Но если мы отвергнем это критическое понимание, если мы будем цепляться за образ Бога, видя в нем в буквальном смысле познаваемое существо, отделенное от любой иной реальности и независимое от нее, тогда мы, в лучшем случае, останемся с таким Богом, которого Льюис называл «хромой метафорой», символами, «которые не могут быть тобой». В худшем же случае мы создадим себе Бога, который станет препятствием на пути к единению и состраданию и вместо этого поведет нас к разделениям и соперничеству.
Представления о Боге со свойствами личности в истории оказывали не только негативное влияние. В своей книге «История Бога» Карен Армстронг утверждает, что представление о таком Боге оставило глубокий позитивный отпечаток на европейской культуре. «Наделенный личностью Бог, – пишет она, – помогал монотеистам ценить священные и неотчуждаемые права человека и уважать человеческую личность. Таким образом, иудео-христианская традиция помогла Западу прийти к либеральному гуманизму, который сегодня для него так дорог».
Однако тот же самый Бог-личность может стать для людей источником великих неприятностей. Она продолжает:
[Такой Бог] может быть просто идолом, созданным по нашему собственному образу и подобию, проекцией наших ограниченных потребностей, страхов и желаний. Мы можем думать, что этот Бог любит то, что нам нравится, и ненавидит то, что мы ненавидим, а это только укрепит наши предрассудки, вместо того чтобы побудить нас их преодолевать. Нам может казаться, что Бог не предотвратил какую-то катастрофу или даже желал, чтобы случилась трагедия, и потому мы можем считать его черствым и жестоким. Если нам легко принять мысль о том, что бедствия происходят по воле Бога, мы начнем соглашаться с такими вещами, с какими крайне важно не соглашаться.

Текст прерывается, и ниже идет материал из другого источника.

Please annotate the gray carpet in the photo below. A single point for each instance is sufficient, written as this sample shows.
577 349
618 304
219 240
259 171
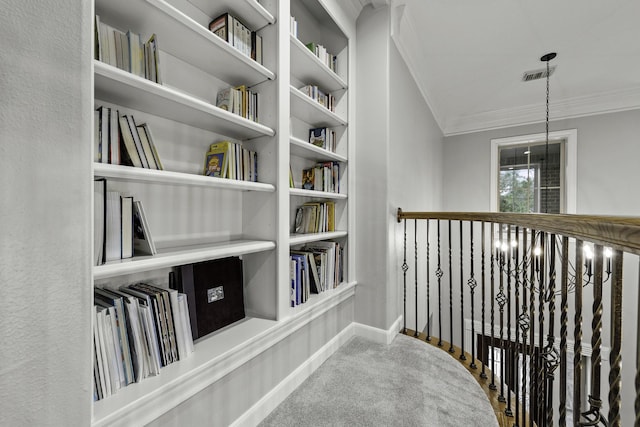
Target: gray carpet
407 383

Сам тот факт, что Бог-личность имеет пол, также ставит перед нами границы: это означает, что мы считаем священной сексуальность половины всего человечества за счет женщин, и такое представление может нарушать равновесие в людских установках, касающихся отношения между полами, и порождать в этих отношениях неврозы. Поэтому Бог с личными свойствами представляет для людей опасность. Вместо того чтобы призывать нас к преодолению границ, эта «личность» может хвалить нас за то, что нам удобно жить в наших тесных рамках; такой Бог может сделать нас жестокими, равнодушными и самодовольными, то есть отчасти подобными ему (как мы его себе представляем). Вместо того чтобы наполнять нас состраданием, что должны делать все развитые религии, эта «личность» способна научить нас судить, проклинать и отвергать других людей.[166]